Ici, dans les Territoires du Nord-Ouest, le gros problème, c’est que les fonds destinés à l’infrastructure n’atteignent pas les peuples autochtones, les collectivités autochtones ou les sociétés de développement autochtones. Le ministre Sohi, qui était à l’époque ministre d’Infrastructure Canada, était presque atterrée d’apprendre que les fonds destinés aux infrastructures n’atteignent pas les collectivités et les gouvernements autochtones.

Le président : Et c’est là que le Fonds d’infrastructure autochtone entrerait en jeu, n’est-ce pas?

M. Beaulieu : Oui. Nous voyons cela comme un partenariat entre le gouvernement fédéral, les administrations régionales, provinciales et territoriales et les gouvernements autochtones.

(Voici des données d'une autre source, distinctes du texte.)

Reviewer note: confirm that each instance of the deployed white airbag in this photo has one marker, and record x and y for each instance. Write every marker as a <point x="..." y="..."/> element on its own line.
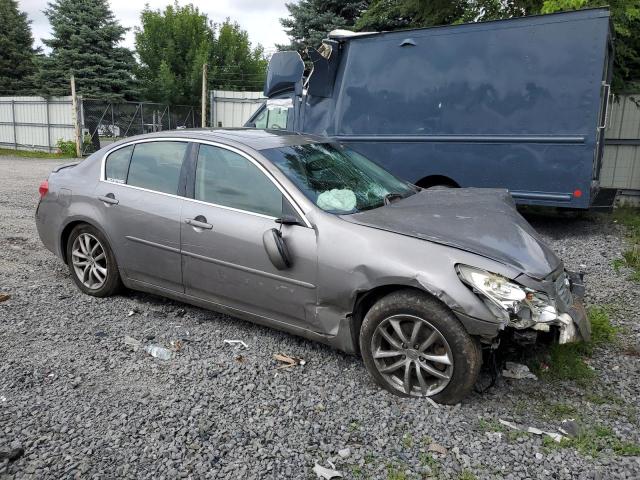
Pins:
<point x="337" y="200"/>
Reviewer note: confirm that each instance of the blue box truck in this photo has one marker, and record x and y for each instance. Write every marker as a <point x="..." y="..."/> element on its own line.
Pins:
<point x="520" y="104"/>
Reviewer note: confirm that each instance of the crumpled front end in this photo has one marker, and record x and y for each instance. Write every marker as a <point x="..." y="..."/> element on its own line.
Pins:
<point x="561" y="313"/>
<point x="529" y="309"/>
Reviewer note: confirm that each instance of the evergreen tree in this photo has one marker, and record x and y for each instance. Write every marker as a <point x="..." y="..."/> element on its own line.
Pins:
<point x="311" y="20"/>
<point x="17" y="56"/>
<point x="85" y="43"/>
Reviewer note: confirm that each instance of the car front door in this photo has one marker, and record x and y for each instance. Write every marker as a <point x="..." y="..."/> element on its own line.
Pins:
<point x="140" y="205"/>
<point x="234" y="201"/>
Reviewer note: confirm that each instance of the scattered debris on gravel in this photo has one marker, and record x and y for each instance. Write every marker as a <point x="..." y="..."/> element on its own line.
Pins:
<point x="77" y="402"/>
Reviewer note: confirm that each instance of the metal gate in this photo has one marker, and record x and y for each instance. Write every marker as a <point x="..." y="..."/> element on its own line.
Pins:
<point x="106" y="122"/>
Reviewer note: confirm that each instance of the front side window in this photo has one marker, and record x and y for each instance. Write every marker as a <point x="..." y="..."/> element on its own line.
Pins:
<point x="117" y="165"/>
<point x="226" y="178"/>
<point x="274" y="114"/>
<point x="156" y="166"/>
<point x="336" y="178"/>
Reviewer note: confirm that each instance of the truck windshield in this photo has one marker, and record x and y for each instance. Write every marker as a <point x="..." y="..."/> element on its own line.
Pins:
<point x="336" y="178"/>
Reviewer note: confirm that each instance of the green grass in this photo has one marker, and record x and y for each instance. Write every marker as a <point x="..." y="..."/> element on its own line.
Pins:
<point x="395" y="472"/>
<point x="567" y="362"/>
<point x="31" y="154"/>
<point x="630" y="218"/>
<point x="467" y="475"/>
<point x="427" y="460"/>
<point x="594" y="440"/>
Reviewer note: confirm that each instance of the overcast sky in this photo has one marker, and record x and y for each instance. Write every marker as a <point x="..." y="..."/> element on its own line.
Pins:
<point x="258" y="17"/>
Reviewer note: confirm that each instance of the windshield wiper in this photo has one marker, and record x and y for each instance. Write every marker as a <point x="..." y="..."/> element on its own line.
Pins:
<point x="390" y="197"/>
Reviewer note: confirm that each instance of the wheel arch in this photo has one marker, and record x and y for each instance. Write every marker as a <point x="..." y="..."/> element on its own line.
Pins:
<point x="366" y="299"/>
<point x="68" y="228"/>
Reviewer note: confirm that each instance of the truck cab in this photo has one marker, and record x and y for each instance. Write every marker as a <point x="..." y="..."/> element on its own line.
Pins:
<point x="519" y="104"/>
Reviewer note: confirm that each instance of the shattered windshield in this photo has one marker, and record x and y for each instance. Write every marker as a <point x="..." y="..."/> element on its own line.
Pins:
<point x="336" y="178"/>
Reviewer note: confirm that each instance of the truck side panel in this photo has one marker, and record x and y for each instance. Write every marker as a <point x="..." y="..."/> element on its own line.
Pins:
<point x="510" y="104"/>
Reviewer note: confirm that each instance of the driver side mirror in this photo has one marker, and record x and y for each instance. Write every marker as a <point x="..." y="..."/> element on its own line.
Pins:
<point x="276" y="248"/>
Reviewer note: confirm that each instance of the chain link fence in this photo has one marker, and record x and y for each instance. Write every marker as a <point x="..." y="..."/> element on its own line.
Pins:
<point x="106" y="122"/>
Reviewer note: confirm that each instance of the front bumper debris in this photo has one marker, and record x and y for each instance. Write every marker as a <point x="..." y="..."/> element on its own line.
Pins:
<point x="576" y="322"/>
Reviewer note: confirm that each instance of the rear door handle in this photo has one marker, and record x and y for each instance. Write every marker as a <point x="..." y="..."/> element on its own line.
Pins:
<point x="108" y="198"/>
<point x="199" y="222"/>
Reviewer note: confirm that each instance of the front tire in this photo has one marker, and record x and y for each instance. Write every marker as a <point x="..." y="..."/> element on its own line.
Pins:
<point x="91" y="262"/>
<point x="413" y="346"/>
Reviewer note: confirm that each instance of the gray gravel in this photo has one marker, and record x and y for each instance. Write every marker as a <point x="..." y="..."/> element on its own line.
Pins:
<point x="83" y="404"/>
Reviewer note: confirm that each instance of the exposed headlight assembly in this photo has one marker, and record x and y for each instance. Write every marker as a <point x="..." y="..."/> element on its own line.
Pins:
<point x="500" y="292"/>
<point x="521" y="306"/>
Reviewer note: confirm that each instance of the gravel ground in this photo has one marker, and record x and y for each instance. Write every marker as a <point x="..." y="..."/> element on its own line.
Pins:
<point x="82" y="404"/>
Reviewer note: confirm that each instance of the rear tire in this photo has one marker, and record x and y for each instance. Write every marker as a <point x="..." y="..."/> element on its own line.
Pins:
<point x="413" y="346"/>
<point x="91" y="262"/>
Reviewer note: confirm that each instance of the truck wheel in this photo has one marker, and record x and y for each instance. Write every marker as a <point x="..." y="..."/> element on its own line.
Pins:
<point x="91" y="262"/>
<point x="413" y="346"/>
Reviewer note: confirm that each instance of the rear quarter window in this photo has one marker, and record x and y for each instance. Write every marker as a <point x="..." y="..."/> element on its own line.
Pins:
<point x="117" y="165"/>
<point x="156" y="166"/>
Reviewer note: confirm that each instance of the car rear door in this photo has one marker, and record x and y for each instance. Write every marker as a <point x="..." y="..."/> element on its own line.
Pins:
<point x="233" y="202"/>
<point x="140" y="202"/>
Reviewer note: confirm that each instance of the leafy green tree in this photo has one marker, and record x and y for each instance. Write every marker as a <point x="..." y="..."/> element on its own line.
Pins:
<point x="311" y="20"/>
<point x="172" y="46"/>
<point x="17" y="55"/>
<point x="85" y="43"/>
<point x="626" y="23"/>
<point x="234" y="63"/>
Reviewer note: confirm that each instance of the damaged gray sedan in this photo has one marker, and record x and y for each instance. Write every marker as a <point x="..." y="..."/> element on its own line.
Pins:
<point x="312" y="238"/>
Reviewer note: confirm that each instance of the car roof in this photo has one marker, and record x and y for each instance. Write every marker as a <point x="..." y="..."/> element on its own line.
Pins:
<point x="256" y="139"/>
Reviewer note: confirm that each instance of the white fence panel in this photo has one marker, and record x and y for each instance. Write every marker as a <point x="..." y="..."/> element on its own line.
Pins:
<point x="35" y="123"/>
<point x="233" y="109"/>
<point x="621" y="162"/>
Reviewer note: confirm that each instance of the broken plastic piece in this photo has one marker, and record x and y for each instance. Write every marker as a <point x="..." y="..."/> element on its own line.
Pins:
<point x="326" y="473"/>
<point x="337" y="200"/>
<point x="517" y="371"/>
<point x="435" y="447"/>
<point x="556" y="437"/>
<point x="11" y="455"/>
<point x="158" y="352"/>
<point x="132" y="342"/>
<point x="288" y="361"/>
<point x="236" y="342"/>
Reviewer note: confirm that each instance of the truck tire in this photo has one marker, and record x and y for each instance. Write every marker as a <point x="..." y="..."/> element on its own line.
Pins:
<point x="413" y="346"/>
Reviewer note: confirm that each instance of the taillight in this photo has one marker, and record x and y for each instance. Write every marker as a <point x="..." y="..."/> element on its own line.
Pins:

Ce n’est pas comme si cela n’avait jamais été fait. Du côté de l’Alaska, il y a un fonds — le fonds de développement des exportations et de l’industrie —, et ce fonds a soutenu l’aménagement de la Red Dog Road, qui relie le port à la mine Red Dog. Ils avaient accès à cet argent pour développer cette infrastructure. Je ne parle pas seulement des routes, des pipelines et des lignes de transmission. Il faut aussi tenir compte des infrastructures sociales. En effet, beaucoup de collectivités n’ont pas les infrastructures municipales voulues pour assurer la construction de logements, l’approvisionnement en eau, le traitement des eaux usées et le développement communautaire.

Le président : Merci beaucoup de vos observations et de vous être joints à nous ce soir. C’est très apprécié. C’est bon de vous revoir.